The global focus on the systematic destruction of Iran’s internal military infrastructure obscures the true center of gravity in this conflict. The most consequential theater is not the cratered missile silos of western Iran or the shattered command bunkers in Tehran, where allied planners track thousands of successful strikes. It is the 21-mile maritime choke point of the Strait of Hormuz.
As Operations Epic Fury and Roaring Lion unfold, Washington and Jerusalem must confront an uncomfortable reality. Despite unprecedented tactical successes, the Islamic Republic’s strategy of maritime denial is working.
The illusion of kinetic decapitation
The military logic underpinning the allied campaign was structurally sound: achieve rapid decapitation, dismantle the regime’s operational coherence, and exploit Iran’s internal vulnerabilities. By conventional metrics, the opening weeks have produced staggering results.
The elimination of Supreme Leader Ali Khamenei, the effective neutralization of the Iranian Air Force, and the degradation of nearly 200 air defense systems represent a historic kinetic overmatch.
Allied planners have struck more than 9,000 targets, severely damaging Tehran’s surface fleet, including submarine assets, and neutralizing hardened silos across 26 provinces. Yet this overwhelming projection of force has failed to deliver the primary strategic objective.
The assumption that extensive damage to infrastructure and leadership would neutralize Iran’s asymmetric maritime capabilities has proven flawed. The Strait of Hormuz remains effectively closed.
Iran’s A2/AD strategy and maritime denial
Under the succession of Mojtaba Khamenei, the regime has shifted to its most powerful lever. Iran does not seek a conventional military victory over the United States and Israel, an outcome it recognizes as unattainable. Instead, it aims to impose unsustainable global costs.

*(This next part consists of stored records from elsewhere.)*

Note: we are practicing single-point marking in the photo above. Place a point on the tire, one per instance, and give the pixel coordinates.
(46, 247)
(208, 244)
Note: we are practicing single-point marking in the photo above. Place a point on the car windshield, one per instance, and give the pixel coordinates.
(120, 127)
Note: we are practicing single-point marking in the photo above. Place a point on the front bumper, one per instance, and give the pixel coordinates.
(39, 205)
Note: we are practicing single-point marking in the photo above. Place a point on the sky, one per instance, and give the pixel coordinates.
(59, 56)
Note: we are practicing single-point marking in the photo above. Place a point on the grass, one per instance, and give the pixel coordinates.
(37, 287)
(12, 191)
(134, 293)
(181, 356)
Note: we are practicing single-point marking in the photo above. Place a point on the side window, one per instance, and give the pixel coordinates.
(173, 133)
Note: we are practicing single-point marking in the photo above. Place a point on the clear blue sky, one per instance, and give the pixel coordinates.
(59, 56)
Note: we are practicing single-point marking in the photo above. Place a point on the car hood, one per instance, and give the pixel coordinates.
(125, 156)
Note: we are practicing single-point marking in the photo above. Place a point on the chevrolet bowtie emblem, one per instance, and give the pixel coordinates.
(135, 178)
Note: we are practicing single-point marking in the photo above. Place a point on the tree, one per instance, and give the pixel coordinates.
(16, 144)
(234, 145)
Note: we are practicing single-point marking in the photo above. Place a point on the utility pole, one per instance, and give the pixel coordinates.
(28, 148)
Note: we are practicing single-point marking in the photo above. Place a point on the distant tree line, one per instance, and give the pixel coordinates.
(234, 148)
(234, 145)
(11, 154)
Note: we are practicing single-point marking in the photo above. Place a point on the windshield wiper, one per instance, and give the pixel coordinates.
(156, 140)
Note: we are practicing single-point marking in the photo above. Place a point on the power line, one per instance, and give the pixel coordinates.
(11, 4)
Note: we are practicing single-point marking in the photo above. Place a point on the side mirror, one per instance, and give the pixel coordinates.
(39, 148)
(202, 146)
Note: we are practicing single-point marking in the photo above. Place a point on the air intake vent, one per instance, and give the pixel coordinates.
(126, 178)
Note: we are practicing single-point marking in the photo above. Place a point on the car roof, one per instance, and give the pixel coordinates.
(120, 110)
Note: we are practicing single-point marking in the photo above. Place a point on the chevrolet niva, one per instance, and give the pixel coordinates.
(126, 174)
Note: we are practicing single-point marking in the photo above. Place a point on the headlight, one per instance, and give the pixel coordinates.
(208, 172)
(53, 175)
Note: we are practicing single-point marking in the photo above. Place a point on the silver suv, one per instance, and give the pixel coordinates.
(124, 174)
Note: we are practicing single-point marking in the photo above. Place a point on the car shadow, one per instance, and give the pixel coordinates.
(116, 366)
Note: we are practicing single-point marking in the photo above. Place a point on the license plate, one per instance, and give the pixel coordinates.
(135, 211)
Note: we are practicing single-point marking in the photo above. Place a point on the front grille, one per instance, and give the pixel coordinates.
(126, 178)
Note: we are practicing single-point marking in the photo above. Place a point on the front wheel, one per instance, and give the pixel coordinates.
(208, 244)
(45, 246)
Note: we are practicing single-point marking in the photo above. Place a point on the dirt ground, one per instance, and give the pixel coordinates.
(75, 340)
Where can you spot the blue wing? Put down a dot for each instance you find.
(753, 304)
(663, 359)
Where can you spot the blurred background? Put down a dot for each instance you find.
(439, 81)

Iran’s anti-access and area denial architecture in the Persian Gulf makes that strategy resilient.
The geography of the navigable channels, positioned beneath steep Iranian coastlines, provides cover for dispersed and mobile shore-based anti-ship missile systems. These assets survive sustained bombardment because they are concealed and replaced faster than they can be permanently destroyed.
Iranian positions on islands such as Qeshm and Abu Musa allow the deployment of low-cost drone swarms, forcing allied defenses into an unfavorable cost exchange, using multimillion-dollar interceptors against platforms costing tens of thousands of dollars.
Below the surface, Iran has deployed an estimated 5,000 to 6,000 advanced naval mines. The Gulf’s layered temperature conditions degrade sonar performance, making clearance operations slow, dangerous and incomplete.
Smart mines, designed to bypass military escorts and detonate under high-value commercial vessels, further deter maritime traffic.
The macroeconomic shockwave
The blockade has triggered a global economic shock.
Commercial tanker traffic through the Strait has dropped by more than 90 percent since early March. As a result, 20 million barrels per day, roughly one-fifth of the global seaborne oil supply, have been removed from the market.
Brent crude has climbed past $109 per barrel, with projections pointing to $150 if disruption continues through the summer. At the same time, Iranian strikes on Qatar’s Ras Laffan facility have cut a fifth of global liquefied natural gas supply, forcing immediate declarations of force majeure.
For Gulf states, the implications are severe. Economies built on uninterrupted maritime trade are under strain. Even the wealthiest states are turning to emergency airlifts to maintain food supplies, revealing how dependent their stability is on a narrow waterway.
The strain on allied strategy
The United States entered the campaign with a doctrine of comprehensive neutralization, aiming to eliminate both Iran’s current capabilities and its ability to rebuild. However, growing signals from Washington about expanding targets to civilian infrastructure, including power grids and desalination plants, reflect mounting frustration.
These are not signs of strength but of strategic friction, where tactical success has not translated into control of the Gulf.
Amine AyoubFor Israel, the prolonged conflict is creating internal pressure. The Bank of Israel has revised its 2026 growth forecast downward, from 5.2 percent to between 3.3 and 4.7 percent, reflecting the cost of sustained mobilization, supply disruptions and continued conflict with Hezbollah.
Central Bank Governor Amir Yaron has warned of a narrowing window to stabilize the economy while sustaining a prolonged war effort.
The decisive front
The opening phase of this campaign may be remembered as a demonstration of precision strike capability and operational boldness. But strategic victory will not be determined by damage inside Iran.
It will be decided in the waters between the Arabian Peninsula and the Iranian coast.
The allied coalition now faces a stark choice: force the Strait open and shift toward a diplomatic outcome, or endure a prolonged blockade that risks pushing the global economy toward stagflation and reshaping political calculations in Washington and Jerusalem.
Until Hormuz is secured, the war remains unresolved. Everything else is a prelude.